Conservancies key to Kenya’s tourism future

With sufficient funding, conservancies in Kenya could cover more than 22% of the country’s total land area by 2040 and generate US$81 million annually from 93 new mid- to high-end tourism facilities.

According to research by the Kenya Wildlife Conservancies Association (KWCA), total private-sector funding of approximately US$2 billion would be required for conservancies to achieve these aims.

As one of the key outcomes of its second Conservancies Investment Forum in August, KWCA released a prospectus showcasing 50 investment-ready opportunities across sectors: eco-tourism, carbon credits, livestock and nature-based enterprises.

Vincent Oluoch, Senior Programmes Officer for Private-Sector Engagement at KWCA, said a number of conservancies attract interest from established eco-tourism operators.

“The investors have particularly appreciated the role of conservancies as offering premium investment opportunities. These discussions are ongoing and KWCA is keenly monitoring them to provide technical and advisory support as and when it is needed by the conservancies,” Oluoch said.

KWCA has submitted a proposal to government to introduce incentives to catalyse investment in conservancies as part of the Draft National Tourism Strategy, he added.

Simon Jones, Founder of NatureScapes, which collaborated with the World Wildlife Fund’s African Nature-Based Tourism Platform to help conservancies create business plans, said there is significant potential in the expansion of conservancy-based tourism.

“If well-planned, tourism is a such a great way for the community to leverage the land and the landscape they own and derive benefits from that. The co-investment model is critical because tourism can be a tough business to get into if you don’t understand it. So these partnerships with investors and operators who have the know-how and market access are important,” said Jones.

Amboseli to become conservancy hub

After the transfer of Amboseli National Park to the Kajiado County, Maasai leaders have committed to adding around 405 000ha of community conservancies around the park, according to Mohanjeet Brar, MD of Gamewatchers and Porini Camps.

“This is the kind of large-scale, community-driven habitat protection that Kenya needs to secure the future of its tourism industry,” said Brar.

“Unless communities are genuine partners and direct beneficiaries of wildlife-based tourism, Kenya’s long-term tourism potential will diminish sharply. Population growth and land subdivision are putting increasing pressure on rangelands and communities will only choose conservation if it delivers meaningful, reliable benefits.”
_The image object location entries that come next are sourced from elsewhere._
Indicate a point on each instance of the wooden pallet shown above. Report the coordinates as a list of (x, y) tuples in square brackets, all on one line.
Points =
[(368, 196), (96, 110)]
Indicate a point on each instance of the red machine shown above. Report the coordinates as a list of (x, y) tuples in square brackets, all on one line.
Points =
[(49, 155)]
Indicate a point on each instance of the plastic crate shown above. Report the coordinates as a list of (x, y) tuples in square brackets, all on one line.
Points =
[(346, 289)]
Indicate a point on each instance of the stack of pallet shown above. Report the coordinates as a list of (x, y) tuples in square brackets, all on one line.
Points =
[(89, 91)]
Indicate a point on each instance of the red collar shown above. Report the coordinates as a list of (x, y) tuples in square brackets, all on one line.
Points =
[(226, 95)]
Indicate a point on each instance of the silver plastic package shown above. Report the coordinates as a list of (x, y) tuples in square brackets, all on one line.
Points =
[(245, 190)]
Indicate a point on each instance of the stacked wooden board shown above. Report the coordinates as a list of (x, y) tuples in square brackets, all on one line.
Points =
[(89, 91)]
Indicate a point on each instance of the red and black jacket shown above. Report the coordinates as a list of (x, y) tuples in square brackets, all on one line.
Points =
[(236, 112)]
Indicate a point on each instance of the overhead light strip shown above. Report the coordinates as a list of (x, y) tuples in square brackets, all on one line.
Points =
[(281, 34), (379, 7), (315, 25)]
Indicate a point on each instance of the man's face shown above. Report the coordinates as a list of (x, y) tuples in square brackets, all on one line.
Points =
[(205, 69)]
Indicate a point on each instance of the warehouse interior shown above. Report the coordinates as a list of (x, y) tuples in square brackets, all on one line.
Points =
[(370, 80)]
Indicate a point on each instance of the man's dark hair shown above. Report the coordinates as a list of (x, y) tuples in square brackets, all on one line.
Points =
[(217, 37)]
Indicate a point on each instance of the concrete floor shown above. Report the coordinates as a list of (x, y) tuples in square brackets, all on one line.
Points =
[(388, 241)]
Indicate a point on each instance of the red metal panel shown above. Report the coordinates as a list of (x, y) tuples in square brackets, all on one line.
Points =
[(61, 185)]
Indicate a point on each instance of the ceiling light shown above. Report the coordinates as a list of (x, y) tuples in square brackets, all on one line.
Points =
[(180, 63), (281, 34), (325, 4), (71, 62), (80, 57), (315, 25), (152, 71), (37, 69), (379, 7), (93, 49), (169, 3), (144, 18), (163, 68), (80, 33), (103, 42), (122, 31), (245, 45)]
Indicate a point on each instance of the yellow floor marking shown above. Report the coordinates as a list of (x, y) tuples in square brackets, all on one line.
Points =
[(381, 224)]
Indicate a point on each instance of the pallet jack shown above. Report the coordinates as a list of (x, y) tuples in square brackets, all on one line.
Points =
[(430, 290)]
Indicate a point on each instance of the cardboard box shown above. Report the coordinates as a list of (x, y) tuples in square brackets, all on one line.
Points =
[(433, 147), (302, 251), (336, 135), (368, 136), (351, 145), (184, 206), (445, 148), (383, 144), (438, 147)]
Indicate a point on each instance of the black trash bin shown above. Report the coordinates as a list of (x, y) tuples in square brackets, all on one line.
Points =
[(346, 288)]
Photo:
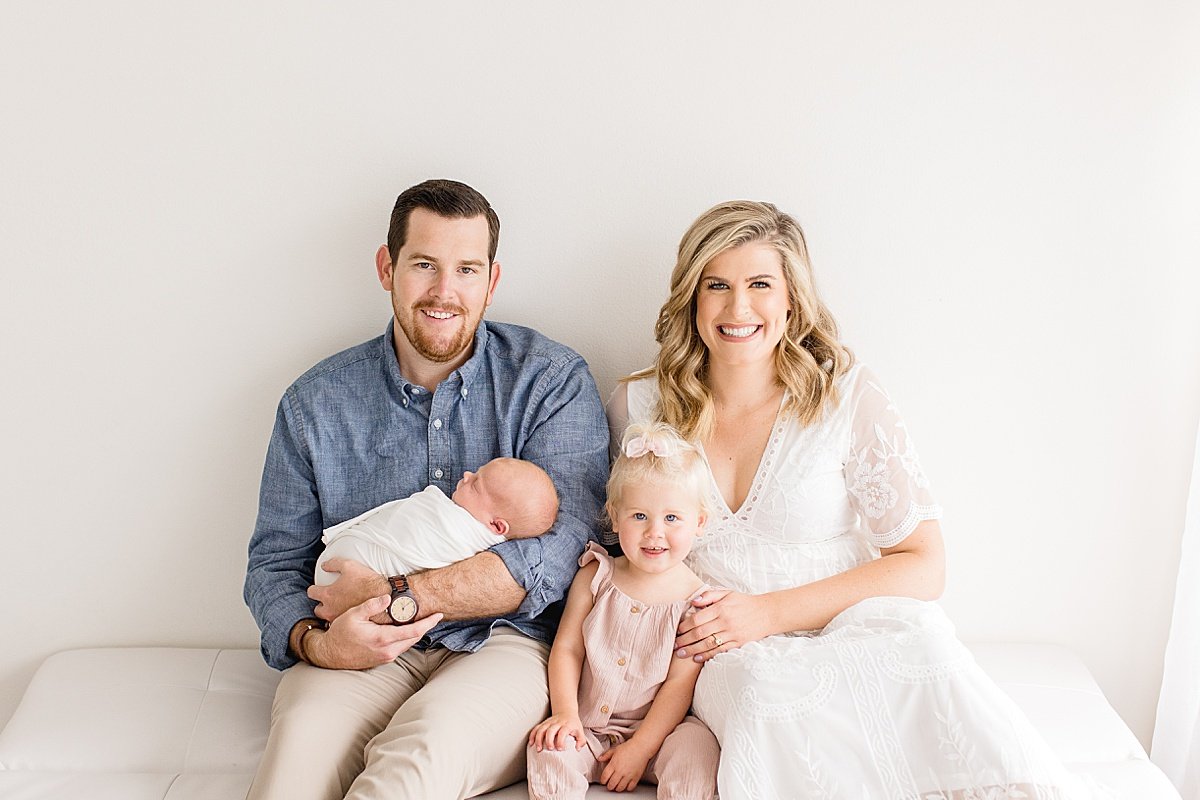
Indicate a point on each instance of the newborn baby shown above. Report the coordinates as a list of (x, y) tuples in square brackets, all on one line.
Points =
[(508, 498)]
Porini Camps has played a role in the development of eco-tourism products in five conservancies around Kenya. Brar said, with visitor pressures increasing in parts of the Maasai Mara, conservancies are vital for their role in reinforcing healthy ecosystems, strong community benefits and low-density tourism.

“A key part of our model is that every room must secure over 280ha of protected habitat, effectively limiting vehicles to about 570ha per vehicle. This ensures wildlife thrives, landscapes remain pristine and guests enjoy a truly exclusive experience,” said Brar, pointing out that this model led to increasing wildlife numbers, particularly big cats.

Oluoch pointed out that conservancies are key for the protection of endangered wildlife species.

“We have, for example, 90% of the global population of hirolas in Kenyan conservancies, along with 72% of white rhino and 40% of black rhino national populations.”

Multiple revenue streams

Brar stressed the importance of diversifying revenue streams to fully capitalise on the potential of conservancies.

“While our eco-tourism model already generates substantial value – direct payments to landowners, local employment, improved quality of life, stronger livestock returns through managed grazing and many local enterprises that supply tourism – we must strengthen it further due to increasing population, land pressures, subdivision and competing land uses offering higher short-term returns.”

Porini plans to amplify community earnings through measures such as nature credits, carbon credits and livestock incentives.